Police face scrutiny after man found guilty of 2005 Emma Caldwell murder
A man has been found guilty of the 2005 murder of Emma Caldwell after a trial that raised significant questions about the police investigation of the killing and the key suspect over almost 20 years, as well as attitudes to reports of violence against sex workers.
Iain Packer, 51, was sentenced to at least 36 years in prison for Caldwell’s murder and was found guilty of 32 other charges against a total of 22 women that amounted to a horrifying course of unchecked physical and sexual violence over two decades. The offences included 11 rapes and multiple sexual assaults.
Sentencing Packer to the second-longest term in Scottish legal history, the judge, Lord Beckett, said the killer was responsible for an “extreme campaign of sexual violence”, preying on the vulnerable and causing “extreme and enduring suffering for so many women and their families”.
Immediately after the verdicts, the Police Scotland assistant chief constable Bex Smith, who is the executive lead for major crime and public protection, apologised directly to Caldwell, her family and “many other victims”, saying they were all “let down by policing in 2005”.
Caldwell was living in a hostel in Glasgow when she disappeared in April 2005, aged 27. Her naked body was found five weeks later in Limefield Woods near Biggar, South Lanarkshire.
Her mother told the trial that Caldwell had started taking heroin to numb her grief over the death of her older sister. She had been making money through sex work at the time of her death. The court heard from a friend of Caldwell’s that Packer had become “obsessed” with her, following her and attempting to scare away her other clients.
Although a rape allegation was first made against Packer in 1990, the prosecutor advocate depute, Richard Goddard KC, told the jury that at that time police were “dismissive” of reports made by sex workers. He said it was a “tragedy” that sex workers felt forced to accept sexual assault as “part and parcel of their job”.
Another witness said Packer chose girls who were “young, vulnerable and on drugs”. Many of the women who gave witness statements were sex workers at the time and some have since died.

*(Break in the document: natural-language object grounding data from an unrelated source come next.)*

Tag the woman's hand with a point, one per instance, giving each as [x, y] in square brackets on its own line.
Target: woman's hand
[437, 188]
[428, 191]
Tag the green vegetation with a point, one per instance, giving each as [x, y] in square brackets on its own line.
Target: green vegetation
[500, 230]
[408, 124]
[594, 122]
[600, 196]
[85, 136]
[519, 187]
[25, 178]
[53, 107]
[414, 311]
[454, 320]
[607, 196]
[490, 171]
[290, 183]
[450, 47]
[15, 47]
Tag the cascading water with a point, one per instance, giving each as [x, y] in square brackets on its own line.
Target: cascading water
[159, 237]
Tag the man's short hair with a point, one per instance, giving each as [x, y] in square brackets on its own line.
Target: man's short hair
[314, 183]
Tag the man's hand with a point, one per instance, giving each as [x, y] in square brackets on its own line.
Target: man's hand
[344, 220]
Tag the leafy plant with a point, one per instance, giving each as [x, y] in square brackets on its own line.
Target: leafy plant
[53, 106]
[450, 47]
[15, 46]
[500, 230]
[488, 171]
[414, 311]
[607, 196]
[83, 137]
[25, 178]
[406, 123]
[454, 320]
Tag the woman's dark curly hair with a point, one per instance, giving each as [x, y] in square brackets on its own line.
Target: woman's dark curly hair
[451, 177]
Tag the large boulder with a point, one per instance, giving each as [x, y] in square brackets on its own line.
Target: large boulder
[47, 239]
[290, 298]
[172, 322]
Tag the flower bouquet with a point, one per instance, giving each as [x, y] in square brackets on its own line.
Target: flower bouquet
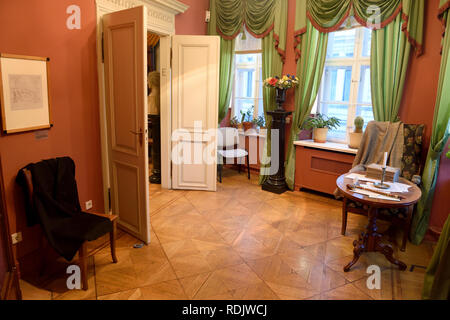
[285, 82]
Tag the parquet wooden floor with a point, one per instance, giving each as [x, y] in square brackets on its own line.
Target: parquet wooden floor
[242, 243]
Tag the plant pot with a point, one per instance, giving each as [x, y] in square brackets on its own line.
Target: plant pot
[280, 95]
[320, 135]
[247, 125]
[354, 140]
[263, 131]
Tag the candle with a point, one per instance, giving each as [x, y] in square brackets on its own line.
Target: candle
[385, 160]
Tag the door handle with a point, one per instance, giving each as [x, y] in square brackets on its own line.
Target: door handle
[140, 133]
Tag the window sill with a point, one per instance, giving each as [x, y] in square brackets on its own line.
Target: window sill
[252, 133]
[330, 146]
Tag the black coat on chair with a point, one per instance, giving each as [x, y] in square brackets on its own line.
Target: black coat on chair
[53, 202]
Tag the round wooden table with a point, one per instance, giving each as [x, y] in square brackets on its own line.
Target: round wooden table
[370, 239]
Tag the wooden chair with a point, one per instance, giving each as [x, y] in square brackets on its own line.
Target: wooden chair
[413, 135]
[227, 145]
[83, 255]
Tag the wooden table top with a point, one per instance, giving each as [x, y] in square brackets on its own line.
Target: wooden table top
[410, 198]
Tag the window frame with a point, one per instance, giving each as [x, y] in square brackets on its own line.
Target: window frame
[258, 75]
[357, 62]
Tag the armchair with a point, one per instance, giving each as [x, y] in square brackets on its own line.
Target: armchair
[51, 199]
[413, 135]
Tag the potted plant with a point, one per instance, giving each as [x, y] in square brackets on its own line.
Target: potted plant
[260, 122]
[234, 122]
[247, 118]
[356, 136]
[320, 124]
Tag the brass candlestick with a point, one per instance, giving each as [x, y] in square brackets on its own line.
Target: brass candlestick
[382, 185]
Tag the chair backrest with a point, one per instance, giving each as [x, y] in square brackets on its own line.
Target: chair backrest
[227, 138]
[412, 150]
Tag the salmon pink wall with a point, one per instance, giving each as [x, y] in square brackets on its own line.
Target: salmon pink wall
[419, 101]
[419, 96]
[192, 22]
[38, 28]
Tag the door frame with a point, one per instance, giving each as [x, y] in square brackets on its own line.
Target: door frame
[161, 21]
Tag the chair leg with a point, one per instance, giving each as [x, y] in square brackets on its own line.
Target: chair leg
[83, 265]
[248, 167]
[344, 216]
[112, 240]
[407, 228]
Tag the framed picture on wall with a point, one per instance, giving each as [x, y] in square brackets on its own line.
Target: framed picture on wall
[24, 93]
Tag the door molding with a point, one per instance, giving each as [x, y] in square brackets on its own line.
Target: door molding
[160, 20]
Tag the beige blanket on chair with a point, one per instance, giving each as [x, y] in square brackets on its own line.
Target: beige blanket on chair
[380, 137]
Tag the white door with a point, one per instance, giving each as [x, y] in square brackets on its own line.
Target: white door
[125, 54]
[195, 96]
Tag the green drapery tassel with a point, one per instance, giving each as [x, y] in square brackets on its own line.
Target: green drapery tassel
[438, 141]
[436, 285]
[309, 70]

Packer – who denied all charges apart from one of a prior indecent assault against Caldwell, for which he admitted he was “ashamed” – gave evidence at the trial over three days, insisting he had not killed Caldwell and that the other women accusing him were either mistaken or liars.
He admitted taking sex workers to the woods where Caldwell’s body was found – but not to the same spot where she was found. Asked where he was on the night Caldwell disappeared, Packer told the court he could have been at work or walking his dogs.
The court had heard earlier from an expert that soil found in his van was a 97% match for earth at the spot where Caldwell was dumped.
Information about the police investigation that came to light during the trial raised significant questions about why it took so long to bring Packer to justice. He gave six statements to police between 2005 and 2007, but was not interviewed under caution as a suspect.
A decade later, concerns about the unsolved case were such that in 2015 the lord advocate ordered Police Scotland to re-investigate not only who killed Caldwell, but flaws in the original inquiry.
The original police investigation was focused on four Turkish men, who were charged with Caldwell’s murder in August 2007, but that case collapsed and the men were released.
Smith made it plain that Strathclyde police, the force that first investigated Caldwell’s murder before Scottish forces were merged into one force in 2013, had failed Packer’s victims.
“A significant number of women and girls who showed remarkable courage to speak up at that time also did not get the justice and support they needed and deserved from Strathclyde police,” she said.
“It is clear that further investigations should have been carried out into Emma’s murder following the initial inquiry in 2005. The lack of investigation until 2015 caused unnecessary distress to her family and all those women who had come forward to report sexual violence.”
Caldwell’s mother, Margaret, who has campaigned tenaciously for justice for her daughter, said she felt “betrayed” by the original police investigation and angry that it had taken so long for Packer to be brought to justice.
Her solicitor, Aamer Anwar, called for an inquiry into police failings, saying: “A toxic culture of misogyny and corruption meant the police failed so many women and girls who came forward to speak up against Packer.
“Instead of receiving justice and compassion, they were humiliated, dismissed and in some instances arrested, whilst the police gifted freedom to an evil predator to rape and rape again.”